A viral Vanity Fair article that suggested traders may have had foreknowledge about a series of geopolitical events — and profited handsomely from them — is “patently false,” according to the Chicago Mercantile Exchange.
On Thursday, author William Cohan published an article that linked mysterious trading in S&P 500 (^GSPC) futures contracts to market-moving developments like the September 13 drone attack on Saudi Arabia’s oil facilities, the U.S.-China trade war and Hong Kong’s independence protests.
Euphemistically called “chaos trades,” the article alleged someone connected to President Donald Trump’s administration may have helped investors front-run trades based on illicit or insider knowledge of world events, who then reaped hundreds of millions in profit. The story reverberated across social media, with some observers saying it implicated the besieged Trump administration in a new ethical quandary.
But in a tersely worded statement issued late Friday, the CME — which regulates S&P futures contract trading — said it “regularly monitors its markets for suspicious activity,” and dismissed the allegations. A number of Wall Street analysts have also called the story’s thesis into question.
Trump’s prolific use of Twitter to make policy statements routinely ratchets up trading volatility, one reason why the Vanity Fair article called into question some of the trading surrounding his tweets on market-moving events.
“As it relates to the Vanity Fair article published on October 17, 2019, regarding activities in the E-mini S&P 500 futures contract, the allegations about the trading activity are patently false,” the exchange said. “These transactions were entered into by a significant number of diverse market participants.”
In the days since the article’s publication, a few market observers have chipped away at its premise.
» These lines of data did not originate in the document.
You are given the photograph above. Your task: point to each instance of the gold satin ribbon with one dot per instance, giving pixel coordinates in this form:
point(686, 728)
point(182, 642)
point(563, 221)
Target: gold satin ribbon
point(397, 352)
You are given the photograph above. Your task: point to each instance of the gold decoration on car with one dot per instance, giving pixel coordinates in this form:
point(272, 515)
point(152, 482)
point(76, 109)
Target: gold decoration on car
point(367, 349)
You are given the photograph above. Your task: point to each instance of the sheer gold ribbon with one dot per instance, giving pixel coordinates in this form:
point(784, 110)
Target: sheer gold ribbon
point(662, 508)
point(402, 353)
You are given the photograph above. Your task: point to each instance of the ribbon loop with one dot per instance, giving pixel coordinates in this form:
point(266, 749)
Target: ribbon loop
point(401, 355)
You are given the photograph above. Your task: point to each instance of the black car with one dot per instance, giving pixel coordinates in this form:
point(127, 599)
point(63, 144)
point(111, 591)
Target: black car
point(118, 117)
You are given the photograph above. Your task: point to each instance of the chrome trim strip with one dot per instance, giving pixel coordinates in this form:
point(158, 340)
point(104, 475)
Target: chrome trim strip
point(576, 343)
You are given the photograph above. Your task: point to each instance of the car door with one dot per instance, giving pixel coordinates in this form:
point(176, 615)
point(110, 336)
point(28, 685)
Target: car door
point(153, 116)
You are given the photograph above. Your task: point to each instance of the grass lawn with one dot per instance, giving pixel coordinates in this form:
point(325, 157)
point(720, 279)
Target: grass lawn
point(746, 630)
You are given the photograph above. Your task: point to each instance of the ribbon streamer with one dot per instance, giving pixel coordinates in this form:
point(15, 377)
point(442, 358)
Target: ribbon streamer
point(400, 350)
Since futures are hedges against other market positions, it’s likely a gain in one position just offsets losses in another.
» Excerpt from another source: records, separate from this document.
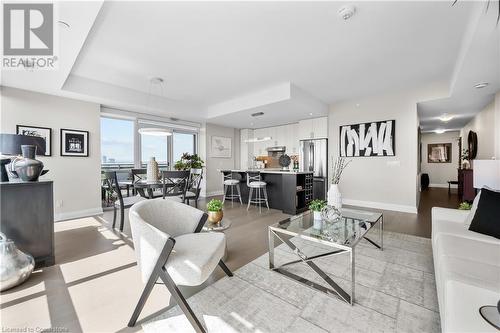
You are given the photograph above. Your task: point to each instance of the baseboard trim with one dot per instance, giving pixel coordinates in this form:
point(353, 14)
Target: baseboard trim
point(443, 185)
point(77, 214)
point(211, 194)
point(381, 205)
George Pearkes, a global macro strategist for Bespoke Investment Group, wrote an analysis published by Business Insider that the E-mini trading represented “typical futures trading activity” derived from multiple investors — and that it was virtually impossible to pinpoint exactly when those trades were executed, or by whom. He added that the article presented “flimsy claims” advanced mostly by antipathy toward Trump.
In an interview with Yahoo Finance on Friday, Cohan defended the observations he articulated in his article. He pointed out that traders who actively create positions in S&P minis were the ones who flagged the suspicious nature of the trades.
“Human nature would dictate that if you were able to make $180 million profit on a smart trade in a few days or a week, you’re going to take that profit and move on to the next thing,” he told YFi PM.
“We certainly don’t know who placed these trades, and that’s something the regulators should be looking into,” Cohan said, backing calls for an investigation as “totally appropriate.”